Alcibeidis Gonzalez

9 Jan. 2019
A Cuban in New York

We’ve spent a good deal of last year writing about the top tier of our industry, bartenders who have made the grade and turned into bar owners, or entrepreneurs who found they excelled at coming up with amazing bar concepts. So for the first article of this new year we thought we should turn our attention back towards one of the starry-eyed kids, with a career that’s still pretty much a blank page. We wanted to have a chat with a promising bartender with huge potential, and we found the perfect match when Audrey Saunders told us about Alcibeidis Gonzalez, her young Cuban bartender with dreams of opening his own bar in Havana… « The very thought of him coming back to Cuba », she told us, « establishing a Havana bar with the skills he acquired at Pegu Club would fill me with so much pride ».

Originally form Guantanamo, Alcibeidis moved to New York aged 15. Life and its circumstances, he says, led him to work in bars. As is customary, he started as a bar back and soon learned the basis of cocktail making. « When I realised I was enjoying it, I decided to buy books to sort of feed myself », he told us. Fittingly for a Cuban, he got a gig at The Rum House, a NYC midtown institution, and his potential was spotted by a regular customer, who turned out to be working at Saunders’ Pegu Club. Alcibeidis made the move in 2014.

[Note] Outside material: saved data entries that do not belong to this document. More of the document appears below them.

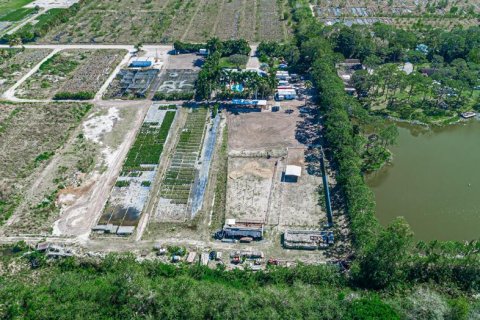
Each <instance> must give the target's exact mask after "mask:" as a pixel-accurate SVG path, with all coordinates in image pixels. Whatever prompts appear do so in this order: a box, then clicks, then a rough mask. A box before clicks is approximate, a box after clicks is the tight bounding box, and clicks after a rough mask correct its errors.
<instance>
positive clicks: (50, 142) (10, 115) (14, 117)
mask: <svg viewBox="0 0 480 320" xmlns="http://www.w3.org/2000/svg"><path fill="white" fill-rule="evenodd" d="M0 108H2V117H1V118H0V128H1V129H0V150H2V152H1V153H0V162H1V163H2V166H0V177H1V180H0V217H1V218H0V221H3V220H4V219H6V218H8V217H9V216H10V215H12V213H13V218H14V219H12V220H11V221H8V222H7V225H6V227H7V228H8V229H9V231H13V230H15V232H17V231H18V232H24V233H26V232H29V233H34V232H36V231H38V230H39V229H42V228H44V227H45V226H44V225H43V223H44V222H45V221H46V220H48V219H50V218H51V216H52V215H53V214H55V213H56V212H57V208H56V205H55V200H56V196H57V193H58V192H59V191H60V190H61V189H63V188H65V187H66V186H67V185H69V184H70V183H72V181H74V180H76V179H77V176H76V175H75V174H74V173H75V172H79V171H80V172H82V171H83V172H86V171H88V170H89V168H90V160H89V159H88V158H89V156H90V154H91V153H92V152H93V151H92V150H91V149H90V146H89V145H88V144H87V143H86V142H85V141H84V140H85V139H84V137H82V136H75V135H73V134H72V133H73V132H74V130H75V128H77V127H78V124H79V122H80V121H81V119H82V118H83V117H84V115H85V114H86V113H87V112H88V111H89V110H90V108H91V105H88V104H54V103H51V104H41V105H39V104H15V105H13V104H2V105H1V106H0ZM67 141H70V142H71V143H72V145H73V146H74V148H75V150H72V153H73V154H75V155H77V156H78V157H75V159H71V163H69V164H67V163H63V164H58V163H57V164H58V165H55V166H54V169H55V171H56V174H55V175H54V176H52V177H50V179H48V180H47V179H43V177H42V173H43V171H44V170H45V168H46V167H47V166H50V164H51V163H52V161H55V159H56V158H57V157H56V155H57V154H58V153H61V152H62V150H63V148H64V146H65V145H66V143H67ZM20 142H21V143H20ZM74 151H76V152H74ZM44 180H45V181H44ZM43 182H45V183H48V184H49V187H48V188H45V189H43V188H39V187H38V184H40V183H43ZM31 188H33V189H35V190H36V191H37V192H39V193H40V192H41V193H42V194H39V195H38V196H37V197H31V198H30V197H28V195H29V191H30V189H31ZM20 216H21V217H20ZM25 217H27V218H25ZM47 228H48V227H47Z"/></svg>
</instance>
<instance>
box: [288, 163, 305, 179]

The first year, he worked as a bar back, getting to know how the place worked, studying the recipes and getting hours of training under his belt. Then, Audrey decided to give him an opportunity behind the bar. « Pegu Club is a school, it brought me to a new level. Audrey made me realize that the palate is the bartender’s most important tool ». Schooling takes times and it’s not unusual for Pegu Club bartenders to have to wait for years before they see one of their cocktails grace the bar’s menu — Audrey Saunders is that demanding. It took Alcibeidis three years, but it was worth the wait: his first creation judged to have matched Pegu Club’s exacting standards was picked as the cocktail of the year by Time Out NYC.

 « I was very happy of course, but for me it was a case of ‘another one for the team’ », he says modestly. It’s not just a manner of speaking: as a quick chat with Alcis makes quite clear, teamwork is a core value at Pegu Club. When asked what he loves the most about his day-to-day work at the bar was, he doesn’t talk about creativity or tasting new ingredients: « I love it when the bar gets very busy, I look to my left and my colleague is sweating behind the bar. I look to my right, and my other colleague is in the same situation. We look at each other, make a sign and go on with our work. I love that moment. The bar is our house, we’re family and it means a lot to me ». 

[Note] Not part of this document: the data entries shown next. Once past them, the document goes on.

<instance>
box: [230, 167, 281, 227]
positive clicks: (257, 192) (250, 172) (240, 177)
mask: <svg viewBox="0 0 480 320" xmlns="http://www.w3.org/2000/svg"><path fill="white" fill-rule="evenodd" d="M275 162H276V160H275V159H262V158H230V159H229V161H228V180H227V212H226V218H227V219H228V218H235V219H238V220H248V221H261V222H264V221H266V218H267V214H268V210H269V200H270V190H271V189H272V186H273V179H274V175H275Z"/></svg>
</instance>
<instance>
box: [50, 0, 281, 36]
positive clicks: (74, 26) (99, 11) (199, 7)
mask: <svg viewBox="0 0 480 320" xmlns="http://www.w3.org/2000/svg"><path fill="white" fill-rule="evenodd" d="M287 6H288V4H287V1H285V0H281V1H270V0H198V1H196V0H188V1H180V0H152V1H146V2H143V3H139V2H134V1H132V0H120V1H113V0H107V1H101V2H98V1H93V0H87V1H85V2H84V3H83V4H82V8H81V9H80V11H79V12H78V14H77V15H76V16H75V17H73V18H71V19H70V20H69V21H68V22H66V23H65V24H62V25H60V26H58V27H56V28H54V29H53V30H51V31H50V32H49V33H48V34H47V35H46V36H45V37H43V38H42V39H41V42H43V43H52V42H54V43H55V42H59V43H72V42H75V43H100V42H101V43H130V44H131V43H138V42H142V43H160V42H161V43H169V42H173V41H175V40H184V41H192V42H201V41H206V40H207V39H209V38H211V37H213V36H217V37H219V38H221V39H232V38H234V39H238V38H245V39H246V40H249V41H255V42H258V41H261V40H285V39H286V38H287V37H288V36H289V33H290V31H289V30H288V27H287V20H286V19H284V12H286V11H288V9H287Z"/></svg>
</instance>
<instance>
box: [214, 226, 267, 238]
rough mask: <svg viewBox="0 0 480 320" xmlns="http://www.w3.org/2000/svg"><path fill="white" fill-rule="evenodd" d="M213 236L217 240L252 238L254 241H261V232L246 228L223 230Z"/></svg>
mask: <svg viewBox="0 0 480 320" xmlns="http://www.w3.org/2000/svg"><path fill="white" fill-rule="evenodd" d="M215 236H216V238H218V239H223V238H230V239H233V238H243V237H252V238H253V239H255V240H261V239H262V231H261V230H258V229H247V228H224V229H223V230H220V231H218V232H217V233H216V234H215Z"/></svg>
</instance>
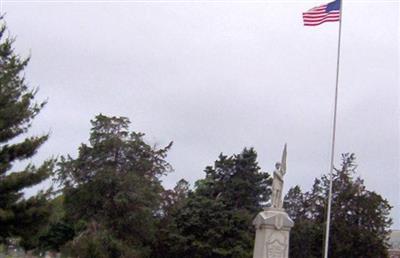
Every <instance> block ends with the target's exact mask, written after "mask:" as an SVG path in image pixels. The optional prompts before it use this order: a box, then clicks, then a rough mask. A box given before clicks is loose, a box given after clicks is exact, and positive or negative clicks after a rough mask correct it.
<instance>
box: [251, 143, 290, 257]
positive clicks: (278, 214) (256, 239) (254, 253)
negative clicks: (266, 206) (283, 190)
mask: <svg viewBox="0 0 400 258" xmlns="http://www.w3.org/2000/svg"><path fill="white" fill-rule="evenodd" d="M286 155H287V148H286V144H285V147H284V149H283V154H282V160H281V162H280V163H279V162H278V163H276V165H275V171H274V174H273V181H272V196H271V206H270V207H268V208H265V209H264V211H262V212H260V213H259V214H258V215H257V217H256V218H255V219H254V220H253V225H254V226H255V228H256V240H255V243H254V253H253V258H288V257H289V233H290V229H291V228H292V227H293V221H292V220H291V219H290V218H289V216H288V214H287V213H286V212H285V210H284V209H283V208H282V206H283V201H282V190H283V176H284V175H285V173H286Z"/></svg>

So Pegu Club is a school and its team a family, but you normally end up leaving the nest at a certain stage. Although Alcibeidis is in no rush, he has quite an ambitious program: « I want to bring to Cuba the education I’ve received here. I don’t want to arrive in Havana and be the guy that says ‘I’ve worked in Pegu Club, listen to me’, I just want to teach by example, applying what I’ve learned at Pegu ». One of those things, he says, is attention to details: « There are great ideas and lot of potential in Cuba, but there’s a lack of produce and maybe not enough of a focus on what a difference a drop of this or a drop of that can make in a drink »

Ideally, he would like to make this dream a reality within the next three years, although a lot depends on how Cuba evolves. Thinking ahead, he is already developing a concept. « My family runs a paladar, and as a small kid I would cook with my grandmother. I want to unite past and present: my grandmother’s cooking with my cocktails. It would be modern, but not too much. And it would be a cocktail lounge, not a nightclub, which is what people tend to open in Havana ». If and when it opens, we’re pretty sure Pegu Club’s Old Cuban will have a place of honour on the drinks list…

When the time comes to head back to Cuba, Alcibeidis is sure to miss a lot of things. Professionally, the hardest thing to break with would undoubtedly be Audrey’s mentoring. « At Pegu Club I learned to love and respect what we do. Audrey makes you understand each and every drop of liquid that goes into your glass. When a person transmits her knowledge with so much love and passion, you receive it in a unique manner. And that’s what I’ll miss the most: I won’t be receiving her teaching with that energy ». Maybe. But what your family has taught you stays with you. And even when you live thousand miles apart, your folks are there for you. We’re sure whatever Alcibeidis ends up doing — whether in Havana or anywhere else — Audrey and the Pegu Club family will still be paying attention, offering support and valuable insights.